La publication de plusieurs textes vient clore le processus de réforme de la politique d'accompagnement à l'installation, après plusieurs années de négociations, tâtonnements... et déjà presque deux ans de mise en œuvre effective. Un tournant dans la politique d'aide à l'installation Cette réforme marque un tournant dans la politique d'installation depuis 2015 puisque :
  • le montant des DJA peut être variable d'une région à l'autre, et ce pour une même installation. C'est la conséquence de la régionalisation du dispositif qui laisse, malgré un cadre national, une latitude importante aux régions quant aux montants et modulations de la DJA,
  • pour répondre aux exigences communautaires, le concept de sélection des dossiers est intégré. Il sera désormais possible de voir certains candidats éligibles aux aides à l'installation non retenus à l'issue du processus de sélection.

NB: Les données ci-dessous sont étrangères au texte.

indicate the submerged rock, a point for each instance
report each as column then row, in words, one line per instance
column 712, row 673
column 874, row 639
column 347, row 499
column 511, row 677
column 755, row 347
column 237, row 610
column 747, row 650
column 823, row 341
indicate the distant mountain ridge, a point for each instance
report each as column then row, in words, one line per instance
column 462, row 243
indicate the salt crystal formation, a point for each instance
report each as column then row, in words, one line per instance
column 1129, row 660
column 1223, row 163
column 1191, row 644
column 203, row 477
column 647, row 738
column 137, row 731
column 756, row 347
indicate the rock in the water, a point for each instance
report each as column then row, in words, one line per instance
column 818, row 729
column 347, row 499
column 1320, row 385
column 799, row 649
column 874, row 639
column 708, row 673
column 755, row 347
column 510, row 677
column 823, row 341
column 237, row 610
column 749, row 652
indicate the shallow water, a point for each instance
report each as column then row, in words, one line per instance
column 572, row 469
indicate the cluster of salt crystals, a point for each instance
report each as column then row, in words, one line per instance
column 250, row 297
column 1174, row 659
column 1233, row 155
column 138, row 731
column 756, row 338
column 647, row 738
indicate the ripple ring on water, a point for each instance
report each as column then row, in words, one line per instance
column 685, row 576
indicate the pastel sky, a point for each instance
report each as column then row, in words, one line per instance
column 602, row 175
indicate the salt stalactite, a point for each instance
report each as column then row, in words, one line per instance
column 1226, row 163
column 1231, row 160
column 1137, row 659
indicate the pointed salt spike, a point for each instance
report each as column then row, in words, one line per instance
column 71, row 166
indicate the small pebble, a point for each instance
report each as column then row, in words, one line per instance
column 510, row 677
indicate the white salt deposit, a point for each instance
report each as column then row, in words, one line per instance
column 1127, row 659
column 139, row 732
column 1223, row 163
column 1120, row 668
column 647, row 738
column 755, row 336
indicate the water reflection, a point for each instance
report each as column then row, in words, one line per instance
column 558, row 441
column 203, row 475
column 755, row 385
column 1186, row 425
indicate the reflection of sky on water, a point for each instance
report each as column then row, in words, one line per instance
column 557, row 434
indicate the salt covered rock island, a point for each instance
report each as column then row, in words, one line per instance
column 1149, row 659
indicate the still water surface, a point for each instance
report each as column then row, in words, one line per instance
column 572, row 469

Évidemment, la section Jeunes de la Coordination Rurale s'était élevée contre ces deux points lors des discussions sur la mise en œuvre du dispositif
  • La régionalisation crée un traitement inéquitable des jeunes installés et les modulations n'ont pas de raison d'être. Elles viennent complexifier le parcours, la gestion des dossiers, pour un effet levier inexistant. Qui peut réellement croire qu'une augmentation de la DJA d'un millier d'euros va inciter des jeunes installés à mettre en œuvre des démarches agro-écologiques ? Pour la Coordination Rurale, le montant de la DJA devrait être identique pour tous les nouveaux installés (à l'exception d'une majoration en zone défavorisée).
  • Face à la situation catastrophique du renouvellement des générations en agriculture, nos politiques devraient ouvrir les yeux et faire de l'installation une réelle priorité, en aidant le plus grand nombre de jeunes. Le processus de sélection est une aberration !
Comme pour toutes les réformes liées au monde agricole, la nécessité d'une réelle simplification des dispositifs devrait être la préoccupation centrale. Nous en sommes bien loin aujourd'hui, d'autant plus que les récentes annonces sur l'évolution des prêts bonifiés viennent accroître encore les disparités, et créer une nouvelle modulation. La solution : des prix rémunérateurs ! Dans le fond, ces constats sont finalement dérisoires face aux vraies difficultés du métier. La meilleure politique d'accompagnement à l'installation restera vaine tant que le métier d'agriculteur n'offrira pas de perspectives de rémunération décente et durable à nos nouveaux installés. Il est certain que des jeunes continuent aujourd'hui de s'installer mais :
  • combien renoncent, car confrontés à la dure réalité de l'étude économique de leur projet ?
  • combien diffèrent leur projet d'installation et préfèrent attendre un contexte économique plus favorable ou le départ en retraite d'un proche, alors qu'ils pourraient être les acteurs du renouvellement des générations ?
  • combien vont malheureusement échouer et vivre des situations dramatiques, non par défaut de gestion ou de technicité... comme on voudrait nous le faire croire, mais bien en raison d'une politique agricole suicidaire qui veut mettre l'agriculture européenne en concurrence avec le moins-disant mondial ?
Heureusement (?), à grand renfort de reports d'annuités, économies de bouts de chandelle... beaucoup d'entre eux s'en « sortent bien ». C'est ainsi que l'on qualifie aujourd'hui en agriculture le fait d'être encore agriculteur au bout de 5 ans pour un revenu bien inférieur au SMIC horaire. Depuis des années, les représentants de la Coordination Rurale sont confrontés, lors de chaque CDOA, à un réel dilemme entre l'enthousiasme des jeunes installés et les perspectives économiques. Est-il moral de continuer à se prononcer en faveur des projets d'installation qui nous sont soumis et dont les chiffres ne correspondent plus à la réalité économique du terrain ? Quelle réponse peut-on donner aux jeunes qui ont établi un plan d'entreprise sur la base de prix du lait à 340 €/tonne, ou de blé à 130 € il y a quelques mois et qui aujourd'hui ne s'en sortent pas ? Rejeter leurs dossiers serait un geste de désespoir ultime qui finalement nous associerait aux autres fossoyeurs de l'agriculture. Mais les accepter les yeux fermés serait être complice de ces mêmes fossoyeurs. C'est donc accompagnés d'une mise en garde et d'une offre de soutien adressées aux candidats que nous devons voter positivement pour ces dossiers.